Charlotte, an elderly woman is mugged and the consequences of her injury ripple out via her daughter, her daughter's employer, his niece, her lover and his wife. It is just a gentle tale of people living their lives, and how this little incident kind of changes things, but kind of doesn't, it stirs them up and then the dust settles and life goes on. In fact, yes, the more I contemplate what happens the more I realise it is a story about life staying the same. These are all people who's lives are pretty uneventful. Something, the mugging and it's consequences, disrupt them, but at the end of the book everyone is pretty much settled back into the same little niche in which they started. Unexpected events have an impact, but often much more minimal than you might expect. Except maybe the Polish accountant, I think he changes his life more than the others. It reminded me of a TED lecture I listened to recently, that talked about happiness, and what a small impact even very significant events have on people's lives and how people perceive happiness (always interesting stuff there, but I should try and avoid digression.)
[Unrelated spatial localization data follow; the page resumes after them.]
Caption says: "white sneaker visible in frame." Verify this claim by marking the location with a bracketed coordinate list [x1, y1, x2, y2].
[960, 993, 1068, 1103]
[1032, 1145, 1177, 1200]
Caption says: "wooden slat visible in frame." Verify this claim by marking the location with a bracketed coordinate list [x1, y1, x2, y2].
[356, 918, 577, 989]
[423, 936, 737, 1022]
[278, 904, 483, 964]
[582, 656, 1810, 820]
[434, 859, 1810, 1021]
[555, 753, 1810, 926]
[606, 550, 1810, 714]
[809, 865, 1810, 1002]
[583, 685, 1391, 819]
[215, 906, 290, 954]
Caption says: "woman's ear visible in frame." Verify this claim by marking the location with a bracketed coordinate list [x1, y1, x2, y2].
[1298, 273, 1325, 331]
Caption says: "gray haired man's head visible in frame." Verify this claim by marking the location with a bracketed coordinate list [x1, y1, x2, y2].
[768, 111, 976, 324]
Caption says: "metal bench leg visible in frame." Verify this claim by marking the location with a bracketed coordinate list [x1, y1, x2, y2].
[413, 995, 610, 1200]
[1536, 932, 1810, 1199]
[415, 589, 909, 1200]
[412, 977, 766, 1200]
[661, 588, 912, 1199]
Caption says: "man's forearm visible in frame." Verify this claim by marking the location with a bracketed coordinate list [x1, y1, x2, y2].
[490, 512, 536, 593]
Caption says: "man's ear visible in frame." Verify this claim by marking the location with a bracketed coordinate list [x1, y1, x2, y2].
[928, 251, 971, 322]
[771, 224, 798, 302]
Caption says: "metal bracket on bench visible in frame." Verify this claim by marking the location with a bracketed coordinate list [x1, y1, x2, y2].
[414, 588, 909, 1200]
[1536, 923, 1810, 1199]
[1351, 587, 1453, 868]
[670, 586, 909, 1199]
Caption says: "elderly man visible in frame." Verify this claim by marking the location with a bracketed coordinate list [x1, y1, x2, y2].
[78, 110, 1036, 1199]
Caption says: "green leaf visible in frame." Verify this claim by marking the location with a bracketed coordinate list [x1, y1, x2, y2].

I was trying to pin down in my head who is the main character but it doesn't really have one. It hops from one person to another at random, without focussing on anyone in particular, it is not one story with sub-plots but really lots of sub-plots. The most interesting of them is Lord Henry, a slightly doddering retired professor of history to whom Rose (Charlotte's daughter) acts as personal assistant and general dogsbody. I mean, everyone is self-centred, it's a fact of life, but it's always amusing to read a character like this, it makes you feel smug. He is so stuck in his own version of reality and what is important, and his sense of his own importance, that you kind of enjoy him getting his comeuppance. But of course he creates a new version of reality and settles back down into his life and just tells himself that everyone else is at fault.
It's all very nice and middle class and comfortable. Charlotte is not traumatised by the violence nor afraid to go back to her home, she is just inconvenienced by the injury. Rose will not leave her safe marriage and family. The 'lover' (who's name I forget) wheedles his way back into his nice safe marriage. The niece sorts out her financial problems quite simply.
It was just a nice story but nothing special, no challenge for the characters or the reader. Good books really need to have something more.